Imperial Dual Unit typewriter, 1955
In the mid to late 1950s, the Imperial Typewriter Company introduced the Dual Unit Typewriter, a rare twin keyboard typewriter which could be used in academic and scientific fields. It was initially requested, contemporary articles claimed, by the UK Atomic Energy Authority.
The dual-unit typewriter was a specialised piece of office equipment and cost about two to three times the cost of an ordinary typewriter. As such, it was mostly limited to offices with a large amount of typing of technical and/or mathematical papers, where the cost could be justified by the saving in time and effort. Customers included universities, technical companies, and government departments around the world. This example was used in the Blackett Laboratory at Imperial College, London and has the standard 92-character typewriter keyboard alongside a keyboard with special symbols required for scientific papers.

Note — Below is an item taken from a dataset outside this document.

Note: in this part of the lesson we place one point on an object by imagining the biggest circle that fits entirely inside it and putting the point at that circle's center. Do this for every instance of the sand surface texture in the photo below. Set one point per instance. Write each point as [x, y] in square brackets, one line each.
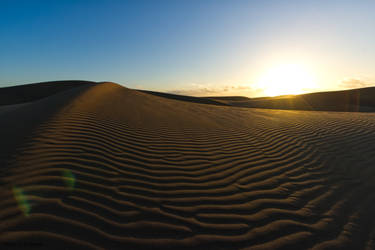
[102, 166]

The dual-unit typewriter consisted of two physically separate, different, and interchangable keyboards mounted side-by-side: one universal standard QWERTY keyboard on the left and one additional keyboard on the right which could have mathematical, scientific or phonetic symbols. In operation, the carriage was moved from one keyboard to another as required, without any need to adjust the register.
The individual keyboard units were interchangable and were designed to be removable and lock into position. They could only type when the transferrable carriage was transferred from one keyboard to the other and was locked into place over the keyboard to be used. Once locked into place the keyboards were freed to type. At the same time, the carriage itself unlocked and moved in a normal way. This locking design ensured that the precise position of the paper was transferred from one keyboard to the other, while at the same time ensuring accidental typing could not take place.
Claude Wellington Robert Brumhill first patented this design in England in 1949, toward the end of his eight-year stint as lead design engineer for Imperial Typewriters in Leicester. It was the pinnacle of his achievements for Imperial. He had applied for a US patent for the double (and triple) keyboard in December 1950 and the patent was issued in January 1954. The Imperial Dual Unit Typewriter seems to have been in limited use in the mid to late 1950s.